Bei „WhatsApp“ handelt es sich um eine plattformübergreifende mobile Nachrichten-Applikation handelt, die es erlaubt, zwischen zwei oder mehreren Smartphones via Internet va Textnachrichten und Bilddateien auszutauschen, ohne den sonst für SMS anfallenden Tarif eines Mobilfunkanbieters zahlen zu müssen. Ein nun über „WhatsApp“ übermitteltes Foto der schriftlichen Kündigungserklärung erfüllt die vorstehenden Zwecke schon deshalb nicht, weil es für den Empfänger der Nachricht ohne weitere Ausstattungen und technisches Wissen nicht möglich ist, das auf dem Smartphone übermittelte Foto des Kündigungsschreibens auszudrucken. Erhält der Empfänger einer Kündigung aber keinen Ausdruck der Kündigung und kann er auch nicht leicht den Ausdruck vom Foto des Dokuments bewerkstelligen und sich damit ein physisches Schriftstück herstellen, ist auch nicht ausreichend gewährleistet, dass der Empfänger alleine aus dem auf dem Smartphone (je nach Qualität und Größe des Displays) ersichtlichen Foto des Schriftstücks den Inhalt der Erklärung, die abgegeben werden soll, und die Person, von der sie ausgeht, hinreichend zuverlässig entnehmen kann.

Schriftformgebot nicht eingehalten

Zusammengefasst wird ein vom schriftlichen (unterfertigten) Kündigungsschreiben erstelltes und über „WhatsApp“ an den Arbeitsvertragspartner übermitteltes Foto desselben dem in § 15 Z 2 des KV für die Zahnarztangestellten Österreichs normierten Schriftformgebot für Kündigungen nicht gerecht.

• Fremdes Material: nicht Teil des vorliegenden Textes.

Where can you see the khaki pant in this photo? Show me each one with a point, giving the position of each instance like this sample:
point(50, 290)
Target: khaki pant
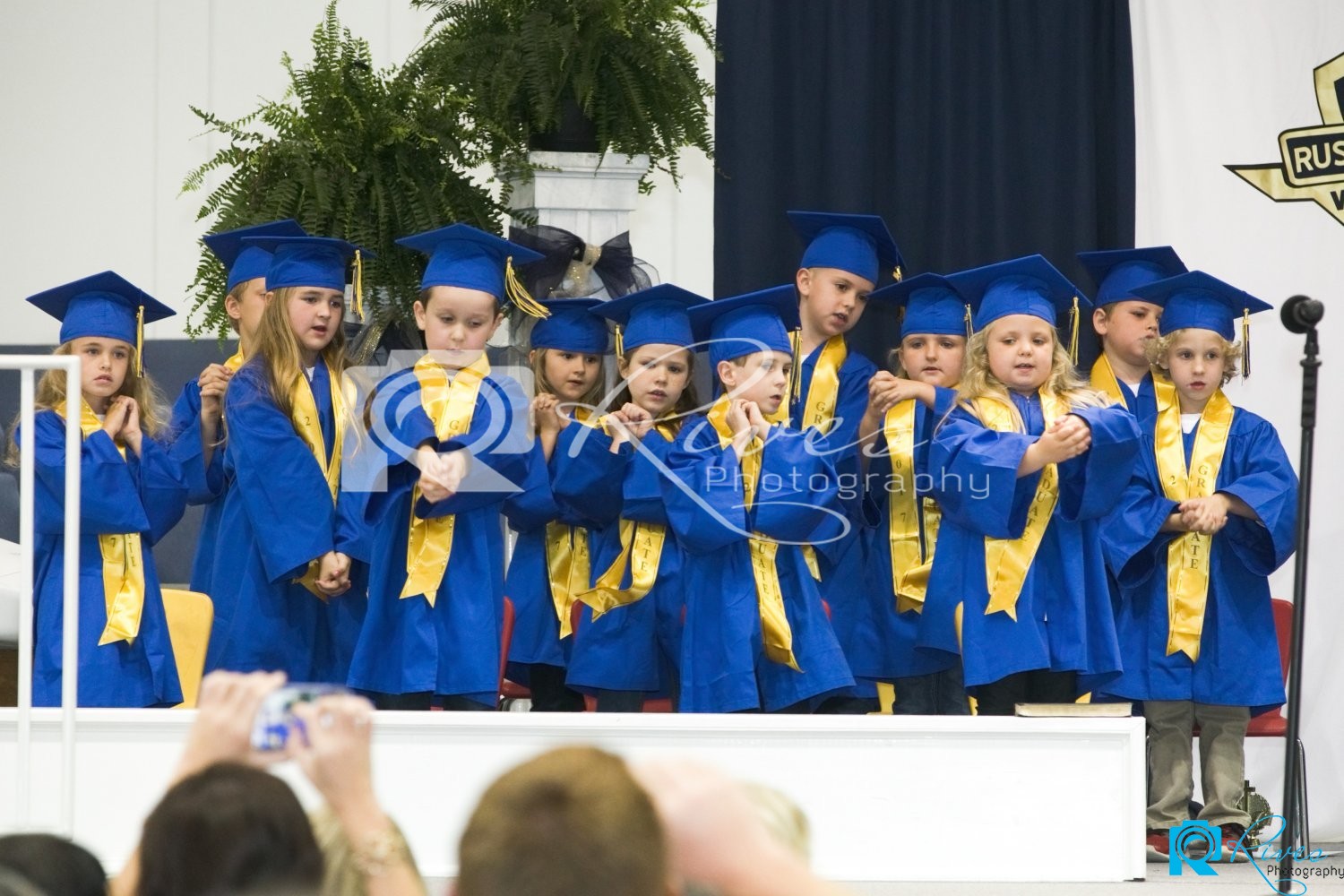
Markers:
point(1222, 758)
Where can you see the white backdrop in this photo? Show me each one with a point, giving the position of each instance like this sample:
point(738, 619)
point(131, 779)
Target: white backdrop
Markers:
point(97, 139)
point(1215, 82)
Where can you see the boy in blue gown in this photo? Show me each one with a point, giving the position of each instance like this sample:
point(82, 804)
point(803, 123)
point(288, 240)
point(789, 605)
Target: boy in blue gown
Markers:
point(196, 432)
point(628, 642)
point(745, 498)
point(1126, 324)
point(843, 263)
point(1027, 465)
point(900, 503)
point(125, 654)
point(457, 444)
point(1201, 650)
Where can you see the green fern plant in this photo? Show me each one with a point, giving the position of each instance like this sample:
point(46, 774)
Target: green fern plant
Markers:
point(625, 64)
point(354, 152)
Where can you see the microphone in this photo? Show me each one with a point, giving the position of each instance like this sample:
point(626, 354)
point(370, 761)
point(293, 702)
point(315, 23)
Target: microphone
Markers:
point(1301, 314)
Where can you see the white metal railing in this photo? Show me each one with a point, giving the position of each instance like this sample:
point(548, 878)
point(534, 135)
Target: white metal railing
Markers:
point(70, 630)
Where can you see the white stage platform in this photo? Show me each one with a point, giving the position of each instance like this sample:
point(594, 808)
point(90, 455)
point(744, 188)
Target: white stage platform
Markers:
point(889, 798)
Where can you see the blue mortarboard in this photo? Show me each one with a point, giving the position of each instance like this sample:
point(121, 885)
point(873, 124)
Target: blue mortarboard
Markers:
point(857, 244)
point(462, 255)
point(1202, 301)
point(655, 314)
point(749, 323)
point(932, 303)
point(247, 263)
point(1120, 271)
point(105, 306)
point(572, 325)
point(308, 261)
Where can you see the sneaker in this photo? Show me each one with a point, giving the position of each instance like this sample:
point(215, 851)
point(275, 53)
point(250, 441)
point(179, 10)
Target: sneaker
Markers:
point(1233, 850)
point(1158, 845)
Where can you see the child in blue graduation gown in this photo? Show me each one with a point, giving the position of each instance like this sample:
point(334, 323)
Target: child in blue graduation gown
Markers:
point(1026, 466)
point(626, 645)
point(551, 560)
point(900, 501)
point(1215, 495)
point(196, 432)
point(456, 443)
point(290, 538)
point(131, 493)
point(1128, 324)
point(745, 498)
point(843, 261)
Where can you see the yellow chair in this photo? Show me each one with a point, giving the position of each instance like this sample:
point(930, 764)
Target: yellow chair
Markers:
point(190, 616)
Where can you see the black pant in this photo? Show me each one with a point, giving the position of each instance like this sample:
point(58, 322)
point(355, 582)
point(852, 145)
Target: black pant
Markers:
point(1038, 685)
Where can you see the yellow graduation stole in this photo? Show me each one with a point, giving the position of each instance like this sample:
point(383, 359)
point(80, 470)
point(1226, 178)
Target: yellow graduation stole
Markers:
point(776, 634)
point(449, 406)
point(819, 409)
point(1007, 560)
point(567, 560)
point(642, 551)
point(1104, 381)
point(910, 564)
point(1187, 555)
point(123, 565)
point(309, 427)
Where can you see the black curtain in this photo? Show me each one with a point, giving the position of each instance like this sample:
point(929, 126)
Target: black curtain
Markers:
point(978, 129)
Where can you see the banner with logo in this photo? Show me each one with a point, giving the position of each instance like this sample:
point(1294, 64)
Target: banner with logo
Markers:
point(1239, 158)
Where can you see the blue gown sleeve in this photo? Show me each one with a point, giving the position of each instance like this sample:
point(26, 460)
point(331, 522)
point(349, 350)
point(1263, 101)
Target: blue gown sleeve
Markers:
point(797, 498)
point(703, 495)
point(1268, 484)
point(586, 474)
point(1090, 484)
point(281, 487)
point(105, 479)
point(976, 469)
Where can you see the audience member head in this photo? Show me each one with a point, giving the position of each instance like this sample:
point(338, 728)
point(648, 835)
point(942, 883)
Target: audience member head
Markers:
point(228, 829)
point(569, 823)
point(53, 864)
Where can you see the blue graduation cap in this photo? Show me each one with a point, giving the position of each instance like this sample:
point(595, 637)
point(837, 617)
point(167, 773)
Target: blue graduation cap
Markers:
point(572, 325)
point(462, 255)
point(105, 306)
point(1120, 271)
point(749, 323)
point(932, 306)
point(1201, 301)
point(857, 244)
point(308, 261)
point(247, 263)
point(655, 314)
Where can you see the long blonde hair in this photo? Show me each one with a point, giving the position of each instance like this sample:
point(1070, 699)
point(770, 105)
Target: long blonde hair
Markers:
point(279, 352)
point(51, 392)
point(1064, 381)
point(543, 384)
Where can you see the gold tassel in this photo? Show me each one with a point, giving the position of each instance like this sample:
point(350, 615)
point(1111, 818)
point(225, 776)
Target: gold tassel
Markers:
point(140, 341)
point(516, 293)
point(359, 287)
point(1246, 343)
point(1073, 333)
point(796, 371)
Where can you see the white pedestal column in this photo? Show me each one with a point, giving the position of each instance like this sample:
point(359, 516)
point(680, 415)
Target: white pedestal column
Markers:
point(588, 194)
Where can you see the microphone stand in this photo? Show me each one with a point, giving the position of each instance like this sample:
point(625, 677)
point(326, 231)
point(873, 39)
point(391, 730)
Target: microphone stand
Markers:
point(1300, 314)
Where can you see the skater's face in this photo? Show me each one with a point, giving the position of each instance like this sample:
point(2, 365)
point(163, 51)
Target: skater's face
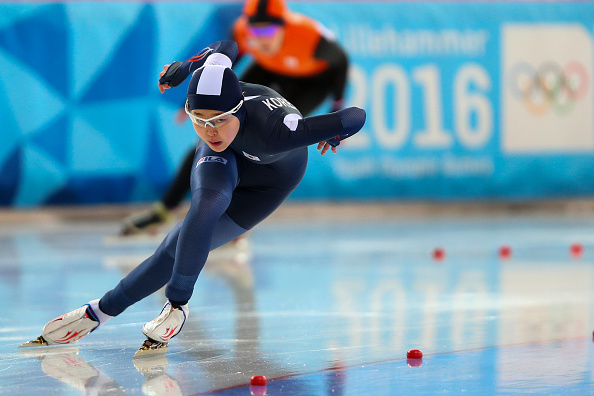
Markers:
point(222, 134)
point(267, 37)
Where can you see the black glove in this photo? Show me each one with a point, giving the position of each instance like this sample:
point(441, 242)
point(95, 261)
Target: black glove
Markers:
point(352, 120)
point(171, 76)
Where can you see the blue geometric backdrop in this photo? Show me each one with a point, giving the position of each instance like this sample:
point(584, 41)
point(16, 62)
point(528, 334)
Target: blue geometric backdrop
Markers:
point(82, 118)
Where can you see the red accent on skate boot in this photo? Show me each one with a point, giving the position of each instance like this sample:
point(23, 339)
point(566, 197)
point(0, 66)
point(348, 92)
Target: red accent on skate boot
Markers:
point(168, 333)
point(69, 338)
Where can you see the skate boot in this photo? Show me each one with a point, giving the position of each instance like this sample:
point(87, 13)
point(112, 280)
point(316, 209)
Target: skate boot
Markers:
point(162, 329)
point(70, 327)
point(146, 221)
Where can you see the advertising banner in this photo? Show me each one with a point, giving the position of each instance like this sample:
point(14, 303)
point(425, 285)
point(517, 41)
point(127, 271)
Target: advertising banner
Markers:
point(464, 101)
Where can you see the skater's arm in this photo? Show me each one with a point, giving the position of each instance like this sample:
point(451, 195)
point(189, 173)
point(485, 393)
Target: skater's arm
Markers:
point(296, 132)
point(175, 73)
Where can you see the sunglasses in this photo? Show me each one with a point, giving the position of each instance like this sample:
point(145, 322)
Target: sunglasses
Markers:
point(264, 31)
point(214, 122)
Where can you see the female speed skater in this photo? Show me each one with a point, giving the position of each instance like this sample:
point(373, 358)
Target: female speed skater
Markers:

Ein über „WhatsApp“ übermitteltes Foto des Kündigungsschreibens entspricht den Formzwecken des Schriftformgebots des § 15 Z 2 KV-Zahnarztangestellte, nämlich der ausreichenden Prüfungsmöglichkeit des Kündigungsschreibens und dem Beweiszweck, insbesondere auch für den Empfänger, nicht.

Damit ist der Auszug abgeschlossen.